Here I have files in PDF which contain line diagrams. I want to extract each line diagram from the PDF and convert it to a single svg file. My issue is each file has margin scale and I want to remove that.
Currently I am using:
import fitz # PyMuPDF
doc = fitz.open(pdf_path)
page = doc[0] # Get the first page (index 0)
svg_content = page.get_svg_image(matrix=fitz.Matrix(1, 1))
for converting file to svg, which is working well, but I don't need full PDF canvas file. I want to crop the image and save that image anywhere I want.
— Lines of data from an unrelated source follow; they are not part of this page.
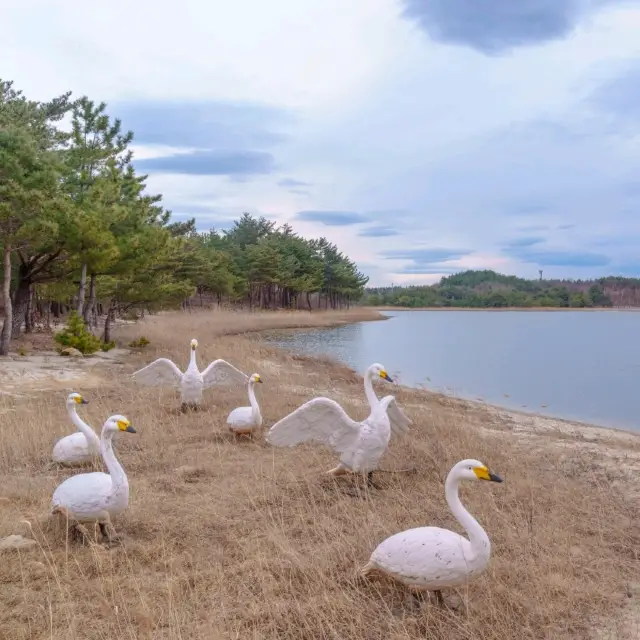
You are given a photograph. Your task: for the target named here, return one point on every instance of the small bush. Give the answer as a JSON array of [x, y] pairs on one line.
[[77, 335]]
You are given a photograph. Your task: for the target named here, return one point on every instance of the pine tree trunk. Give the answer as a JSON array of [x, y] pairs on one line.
[[107, 324], [89, 308], [5, 337], [20, 303], [82, 290], [28, 315]]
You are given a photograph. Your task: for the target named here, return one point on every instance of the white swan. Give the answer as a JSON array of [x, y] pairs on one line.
[[79, 447], [361, 444], [246, 420], [431, 558], [191, 383], [97, 497]]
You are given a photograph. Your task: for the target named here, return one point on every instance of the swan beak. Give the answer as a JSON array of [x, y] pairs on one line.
[[482, 473]]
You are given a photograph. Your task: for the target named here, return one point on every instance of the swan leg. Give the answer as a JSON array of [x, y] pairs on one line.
[[108, 531], [370, 482], [340, 470]]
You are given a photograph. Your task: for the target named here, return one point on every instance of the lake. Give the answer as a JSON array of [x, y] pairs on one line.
[[577, 365]]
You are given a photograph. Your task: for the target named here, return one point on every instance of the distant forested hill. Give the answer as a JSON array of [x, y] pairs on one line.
[[488, 289]]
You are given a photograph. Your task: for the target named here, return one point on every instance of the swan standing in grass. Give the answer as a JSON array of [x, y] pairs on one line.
[[431, 558], [191, 383], [361, 444], [77, 448], [97, 497], [247, 420]]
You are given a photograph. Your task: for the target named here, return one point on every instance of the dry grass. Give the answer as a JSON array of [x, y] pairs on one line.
[[233, 539]]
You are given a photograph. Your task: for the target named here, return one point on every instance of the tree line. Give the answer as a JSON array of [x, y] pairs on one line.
[[488, 289], [78, 230]]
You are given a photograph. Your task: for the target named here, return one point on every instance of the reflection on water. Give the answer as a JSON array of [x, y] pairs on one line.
[[577, 365]]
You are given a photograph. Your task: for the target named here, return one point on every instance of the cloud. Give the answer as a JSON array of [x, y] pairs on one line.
[[211, 163], [292, 183], [412, 123], [562, 258], [333, 218], [525, 241], [205, 125], [493, 27], [526, 209], [378, 231], [426, 255], [428, 271]]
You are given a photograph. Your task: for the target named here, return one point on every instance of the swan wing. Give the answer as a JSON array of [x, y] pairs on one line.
[[159, 373], [73, 448], [321, 420], [223, 373], [398, 420]]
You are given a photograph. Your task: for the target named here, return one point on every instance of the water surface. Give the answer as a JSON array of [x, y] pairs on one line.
[[576, 365]]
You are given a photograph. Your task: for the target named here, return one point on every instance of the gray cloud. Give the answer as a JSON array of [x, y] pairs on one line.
[[525, 241], [559, 258], [205, 125], [211, 163], [426, 256], [378, 231], [333, 218], [287, 183], [497, 26], [427, 270], [526, 209]]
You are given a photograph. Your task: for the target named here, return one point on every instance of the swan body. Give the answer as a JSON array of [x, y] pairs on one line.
[[246, 420], [80, 447], [431, 558], [192, 382], [97, 497], [360, 444]]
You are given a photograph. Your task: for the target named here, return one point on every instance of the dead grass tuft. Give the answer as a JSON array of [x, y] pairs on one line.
[[233, 539]]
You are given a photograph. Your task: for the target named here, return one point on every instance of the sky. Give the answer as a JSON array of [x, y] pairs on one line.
[[422, 137]]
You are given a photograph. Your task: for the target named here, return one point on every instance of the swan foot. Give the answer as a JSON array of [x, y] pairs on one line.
[[109, 533], [366, 570]]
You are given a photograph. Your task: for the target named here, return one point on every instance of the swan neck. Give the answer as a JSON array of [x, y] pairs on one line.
[[118, 476], [368, 390], [81, 425], [477, 536]]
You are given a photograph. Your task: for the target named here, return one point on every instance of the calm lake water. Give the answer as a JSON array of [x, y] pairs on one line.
[[576, 365]]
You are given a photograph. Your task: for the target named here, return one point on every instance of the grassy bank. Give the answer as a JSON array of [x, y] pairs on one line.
[[233, 539]]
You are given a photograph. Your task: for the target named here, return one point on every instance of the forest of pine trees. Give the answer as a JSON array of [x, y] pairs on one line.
[[78, 231], [488, 289]]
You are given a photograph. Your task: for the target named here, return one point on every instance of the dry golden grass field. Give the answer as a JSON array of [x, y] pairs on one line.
[[229, 538]]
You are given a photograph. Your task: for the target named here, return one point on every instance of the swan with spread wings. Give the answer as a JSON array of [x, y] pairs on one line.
[[192, 382], [360, 444]]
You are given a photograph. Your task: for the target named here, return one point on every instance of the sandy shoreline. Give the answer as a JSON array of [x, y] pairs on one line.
[[507, 309]]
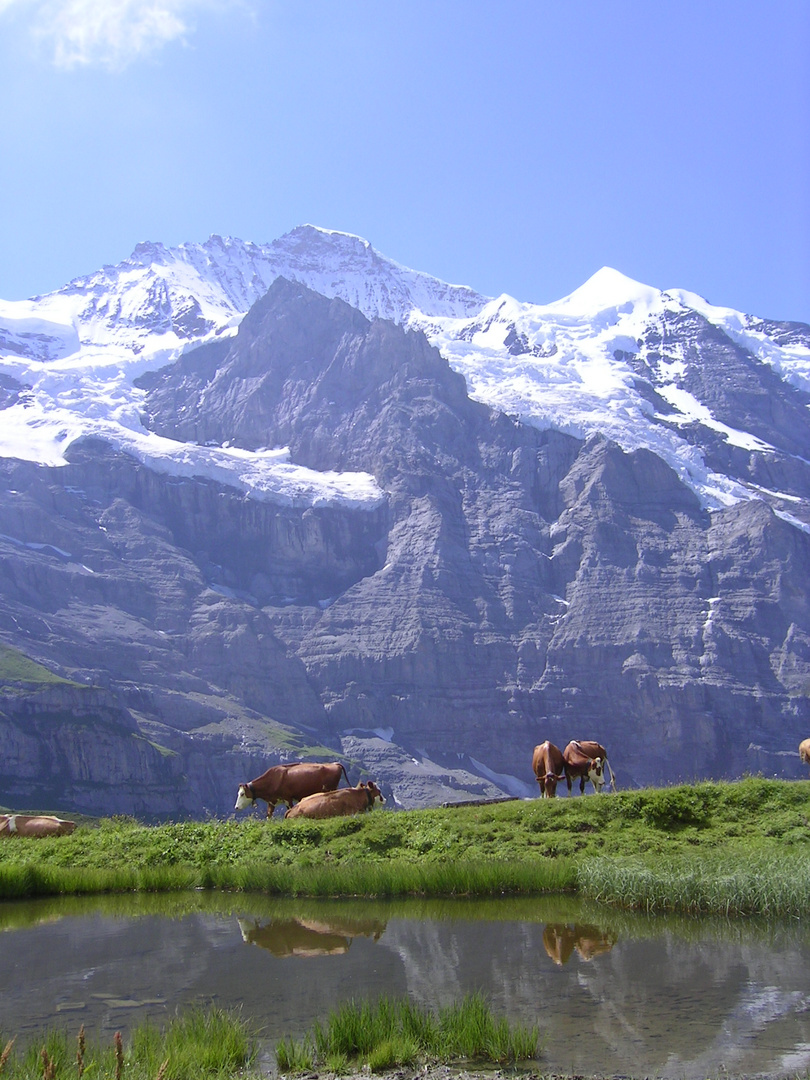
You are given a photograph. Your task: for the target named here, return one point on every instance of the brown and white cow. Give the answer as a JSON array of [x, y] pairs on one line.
[[549, 766], [22, 824], [288, 783], [586, 760], [340, 804]]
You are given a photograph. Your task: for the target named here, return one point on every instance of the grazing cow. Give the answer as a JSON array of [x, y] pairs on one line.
[[21, 824], [286, 783], [586, 760], [549, 766], [340, 804]]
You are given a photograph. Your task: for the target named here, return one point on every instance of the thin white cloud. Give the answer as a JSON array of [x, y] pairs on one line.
[[110, 34]]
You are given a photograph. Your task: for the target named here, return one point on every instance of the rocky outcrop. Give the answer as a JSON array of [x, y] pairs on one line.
[[513, 585]]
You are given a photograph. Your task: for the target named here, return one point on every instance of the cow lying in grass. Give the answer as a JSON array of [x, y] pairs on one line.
[[22, 824], [339, 804]]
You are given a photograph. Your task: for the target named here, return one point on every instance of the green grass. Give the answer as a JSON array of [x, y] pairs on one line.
[[16, 667], [197, 1045], [387, 1033], [725, 848]]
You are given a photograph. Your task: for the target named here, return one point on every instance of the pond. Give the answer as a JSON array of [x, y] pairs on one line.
[[611, 993]]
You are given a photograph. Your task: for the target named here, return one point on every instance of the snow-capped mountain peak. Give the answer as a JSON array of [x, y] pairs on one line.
[[615, 356], [607, 289]]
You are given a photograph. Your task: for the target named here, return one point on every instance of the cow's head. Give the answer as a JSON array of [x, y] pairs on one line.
[[596, 774], [244, 797], [374, 793]]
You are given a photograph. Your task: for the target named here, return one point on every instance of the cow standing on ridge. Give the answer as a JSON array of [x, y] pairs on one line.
[[586, 760], [288, 783], [549, 766]]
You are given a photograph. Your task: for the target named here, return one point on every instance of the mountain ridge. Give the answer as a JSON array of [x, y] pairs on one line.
[[423, 545]]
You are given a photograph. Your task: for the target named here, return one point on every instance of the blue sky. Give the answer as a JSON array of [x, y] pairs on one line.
[[515, 147]]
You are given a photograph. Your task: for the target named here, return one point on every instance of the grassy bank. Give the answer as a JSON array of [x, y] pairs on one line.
[[726, 848], [202, 1044], [215, 1043]]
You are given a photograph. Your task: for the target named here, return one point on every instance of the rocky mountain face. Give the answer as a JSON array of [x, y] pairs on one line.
[[512, 583]]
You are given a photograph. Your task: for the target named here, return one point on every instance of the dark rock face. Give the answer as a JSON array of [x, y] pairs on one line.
[[515, 585]]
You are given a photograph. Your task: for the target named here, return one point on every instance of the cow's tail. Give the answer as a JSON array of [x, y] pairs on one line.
[[612, 778]]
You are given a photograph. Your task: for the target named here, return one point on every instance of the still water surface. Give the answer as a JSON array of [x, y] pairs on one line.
[[611, 993]]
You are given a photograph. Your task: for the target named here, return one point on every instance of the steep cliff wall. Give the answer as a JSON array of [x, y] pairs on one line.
[[512, 585]]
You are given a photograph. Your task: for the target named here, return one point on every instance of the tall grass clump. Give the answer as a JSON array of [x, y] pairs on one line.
[[767, 882], [390, 1033], [200, 1044]]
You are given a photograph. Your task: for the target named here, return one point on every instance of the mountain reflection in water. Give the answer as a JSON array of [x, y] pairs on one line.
[[308, 936], [561, 940], [665, 997]]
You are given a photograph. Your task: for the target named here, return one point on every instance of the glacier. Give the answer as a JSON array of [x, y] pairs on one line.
[[69, 359]]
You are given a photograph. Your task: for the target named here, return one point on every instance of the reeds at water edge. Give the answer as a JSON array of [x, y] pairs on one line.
[[390, 1033]]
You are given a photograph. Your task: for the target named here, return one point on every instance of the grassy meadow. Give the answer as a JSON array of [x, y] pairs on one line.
[[736, 848]]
Here is the code which includes everything:
import fitz
def extract_cropped_svg(pdf_path, output_svg_path, page_number=0):
doc = fitz.open(pdf_path)
page = doc[page_number]
rect = page.get_drawings()
bounds = [d["rect"] for d in rect if d["rect"].is_valid]
if not bounds:
print("No vector drawings found")
return
# Combine bounding boxes
crop_rect = bounds[0]
for r in bounds[1:]:
crop_rect |= r
crop_rect = crop_rect + (-2, -2, 2, 2)
page.set_cropbox(crop_rect)
svg = page.get_svg_image(matrix=fitz.Matrix(1, 1))
with open(output_svg_path, "w", encoding="utf-8") as f:
f.write(svg)
print(f"SVG saved to {output_svg_path}")